FOUL: FICO (Fair Isaac) false figure
The big credit score company, itself, joins the uninformed, and throws around the 30 percent misinformation
Life imitates art. Credit score company Fair Isaac states, "Debt-to-limit ratio makes up 30% of your FICO Score."
Debt-to-limit ratio makes up 30% of your FICO Score. Learn more about how amounts owed affects your scores here: http://t.co/luaaT4vHhq
— myFICO (@myfico) March 10, 2015
That is impossible because it is mathematically impossible.
And, it wasn't a one-time thing. Here is FICO, again:
Debt-to-limit ratio makes up 30% of your FICO Score. Learn more about how amounts owed affects your scores here: http://t.co/V4rEAscMmN
— myFICO (@myfico) January 25, 2015
And, again:
Don?t max out that card! Amount owed vs available credit is 30% of your FICO Score. A lower ratio can improve your scores. #myFICOtips
— myFICO (@myfico) November 28, 2014
Background, Myth 7
Fair Isaac illustrates what is in FICO credit scores by putting credit report data into 5 categories. One of the 5 categories is called Amounts owed, and it represents 30 percent of the importance of FICO credit scores. Only one of the items in that entire category has anything to do with account limits.
Here is the official list of categories on the official website of the official company, Fair Isaac (aka FICO): www.myfico.com/CreditEduca... .
And, here is one of those categories, with its six items: www.myfico.com/CreditEducat... .
Only one of those items in that 30% category is "How much of the total credit line is being used and other 'revolving' credit accounts."
The category that is 30 percent of the illustration also includes:
"Whether you're showing an amount owed on certain types of accounts"
and
"How many accounts have balances"
neither of which have anything to do with limits.
Regarding a document it calls "Credit Score Disclosure (CSD) Notice," Fair Isaac itself, explains, "In the 'Key Factors' section you will find up to five brief remarks – commonly known as score reasons or score factors – that explain what aspects of your credit history most significantly influenced your credit score."
Fair Isaac's reason code list only contains two codes mentioning "limit" (as in "Debt-to-limit ratio" in its social media messages above):
- Reason code 10: "Proportion of balances to credit limits on bank/national revolving or other revolving accounts is too high"
- Reason code 62(M): "Ratio of balances to credit limits on revolving HELOC accts is too high"
So, if the entire Amounts owed category is 30 percent, and the "Debt-to-limit ratio makes up 30%," then the other five items in the category have to be zero. And if that is true, then they don't even belong there.

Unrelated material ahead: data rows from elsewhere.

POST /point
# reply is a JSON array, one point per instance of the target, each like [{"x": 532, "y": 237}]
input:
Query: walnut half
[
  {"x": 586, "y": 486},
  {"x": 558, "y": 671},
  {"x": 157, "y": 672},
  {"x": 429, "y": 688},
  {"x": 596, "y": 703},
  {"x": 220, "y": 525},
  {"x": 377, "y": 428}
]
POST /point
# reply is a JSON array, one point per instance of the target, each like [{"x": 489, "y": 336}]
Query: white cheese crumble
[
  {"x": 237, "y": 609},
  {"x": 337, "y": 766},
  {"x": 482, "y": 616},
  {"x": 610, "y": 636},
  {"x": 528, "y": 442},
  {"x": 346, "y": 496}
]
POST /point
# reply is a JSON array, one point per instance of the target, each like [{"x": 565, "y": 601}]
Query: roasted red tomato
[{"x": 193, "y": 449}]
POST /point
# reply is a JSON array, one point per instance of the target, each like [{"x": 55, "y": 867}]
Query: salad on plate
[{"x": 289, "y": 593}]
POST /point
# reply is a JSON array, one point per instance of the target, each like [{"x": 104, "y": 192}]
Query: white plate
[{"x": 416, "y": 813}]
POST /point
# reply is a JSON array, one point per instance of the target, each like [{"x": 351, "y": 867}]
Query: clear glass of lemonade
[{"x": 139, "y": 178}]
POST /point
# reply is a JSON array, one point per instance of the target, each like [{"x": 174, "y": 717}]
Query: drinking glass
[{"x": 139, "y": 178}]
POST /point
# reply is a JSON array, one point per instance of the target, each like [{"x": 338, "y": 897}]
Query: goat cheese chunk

That is not the first time FICO presented questionable information about its own credit scores. Here is a Fair Isaac video scaring the daylights out of viewers saying that employers use credit scores (the relevant portion starts at 41 seconds into the video). However, in 2008, the three main credit report companies the the U.S. stated, emphatically, that they do not provide credit scores for employment purposes.
Score lore in the world of Dr. FICO
In 2013, a Fair Isaac employee, Tom Quinn said, "If you're a week, two, or three late on your installment obligations, then there's a high likelihood that you could be reported to the bureau as '30-day late.'"
Fair Isaac even promotes the podcast on which he said that on their website. Tune-in at about 29 minutes into the audio file.
Just about everybody in the world (except Quinn, apparently) knows that there is no such thing on a credit report as 1-day late (or 2, 3, 4, or 29).
Sequentially, the notations start with current. The next level is 30 days. Here is evidence of that, directly from the consumer reporting agencies (who actually partner with Fair Isaac, by the way).
- Pays as agreed"
- 30–59 days past the due date
- 60–89 days past the due date
- Paid As Agreed; Satisfactory; Current
- Pays 31-60 Days; Not More Than 2 Payments Past Due
- Pays 61-90 Days; Not More Than 3 Payments Past Due
- Current account/Zero balance
- 30 days past the due date
- 60 days past the due date
In FICO World, a week equals a month. But, don't worry, in the real world, a month is still a month.